When it comes to the main updated inpatient and outpatient, there are three main recommendations from MedPAC. These include:
• Increased payment rates by 3.2 percent.
• Reduce or eliminate differences in payment rates between outpatient departments and physician offices for selected ambulatory payment classifications (APCs).
• Set long-term care hospital (LTCH) payment rates for non-critically chronically ill cases equal to acute-care hospital rates and redistribute the savings to create additional payments.
While the AHA supports the first recommendation, it urges MedPAC to tweak or remove the other two. The differences in payment rates has an issue because the numbers behind it were calculated using 2010 data. The Centers for Medicare and Medicaid Services made “sweeping changes” in 2014, with more planned for 2015, to outpatient PPS. The AHA recommends this be withdrawn until further analysis can be completed.

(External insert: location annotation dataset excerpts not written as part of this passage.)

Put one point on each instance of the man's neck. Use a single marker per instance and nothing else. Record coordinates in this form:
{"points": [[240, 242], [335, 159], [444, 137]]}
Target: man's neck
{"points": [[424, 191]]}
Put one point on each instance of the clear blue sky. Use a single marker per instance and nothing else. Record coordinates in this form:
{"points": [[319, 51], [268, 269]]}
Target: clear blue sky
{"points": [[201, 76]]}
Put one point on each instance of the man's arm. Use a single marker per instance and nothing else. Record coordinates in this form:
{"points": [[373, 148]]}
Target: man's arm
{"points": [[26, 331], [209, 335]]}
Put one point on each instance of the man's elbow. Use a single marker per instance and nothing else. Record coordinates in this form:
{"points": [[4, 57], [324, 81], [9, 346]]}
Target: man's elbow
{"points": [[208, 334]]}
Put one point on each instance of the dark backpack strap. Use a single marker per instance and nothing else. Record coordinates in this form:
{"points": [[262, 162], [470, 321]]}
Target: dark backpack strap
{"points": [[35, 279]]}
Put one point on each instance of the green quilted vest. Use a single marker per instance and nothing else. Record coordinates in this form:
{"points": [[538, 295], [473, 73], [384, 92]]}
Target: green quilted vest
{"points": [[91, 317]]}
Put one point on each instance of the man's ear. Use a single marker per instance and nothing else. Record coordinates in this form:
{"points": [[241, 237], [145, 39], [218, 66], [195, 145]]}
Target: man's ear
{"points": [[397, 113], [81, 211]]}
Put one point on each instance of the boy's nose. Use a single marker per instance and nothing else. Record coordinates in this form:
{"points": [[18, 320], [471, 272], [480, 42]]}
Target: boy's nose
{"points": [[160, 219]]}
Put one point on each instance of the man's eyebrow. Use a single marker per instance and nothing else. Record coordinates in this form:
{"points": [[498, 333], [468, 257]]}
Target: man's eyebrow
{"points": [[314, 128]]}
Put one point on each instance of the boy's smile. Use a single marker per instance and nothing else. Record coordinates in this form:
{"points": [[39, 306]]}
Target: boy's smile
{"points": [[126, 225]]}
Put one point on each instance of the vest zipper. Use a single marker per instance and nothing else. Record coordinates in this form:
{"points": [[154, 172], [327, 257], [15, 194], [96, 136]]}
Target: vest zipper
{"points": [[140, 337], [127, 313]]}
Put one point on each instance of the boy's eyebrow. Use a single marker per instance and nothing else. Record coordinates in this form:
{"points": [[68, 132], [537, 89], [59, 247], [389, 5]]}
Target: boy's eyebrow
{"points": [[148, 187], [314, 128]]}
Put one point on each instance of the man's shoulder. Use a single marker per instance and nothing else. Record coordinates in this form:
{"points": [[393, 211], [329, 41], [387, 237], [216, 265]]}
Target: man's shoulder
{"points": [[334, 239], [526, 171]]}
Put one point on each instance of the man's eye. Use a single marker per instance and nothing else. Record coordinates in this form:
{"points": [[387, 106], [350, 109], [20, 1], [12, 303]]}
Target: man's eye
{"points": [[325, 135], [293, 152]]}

For the final point, AHA believes that that focus should be taken away from reforming the long-term care hospital PPS because it would require significant backing from Congress to be accomplished. Instead, MedPac should focus on supporting effective implementation of the new, reformed long-term care hospital payment system.
• Going a step further, AHA also created eight guiding principles to use framework for evaluating proposed SSP policies. These include:
• Reimbursement should be appropriate and adequate for medically necessary inpatient services that span less than two midnights and payment should be higher than the outpatient rate for the service.
• Procedures from the “inpatient-only” list should be exclude from new policy.
• Budget Neutral.
• New policy could be designed similarly to CMS’ transfer policy, which reimburses hospitals at a graduated per-diem rate.
• Hospitals should be eligible for all add-on payments they would otherwise receive on a pro-rata basis.
• Beneficiaries having short inpatient stays should be considered inpatient and cost-sharing obligations should be calculated under Medicare Part A.
• Administrative burden should not be increased.
• Clear and consistent guidance and time for implementation is critical.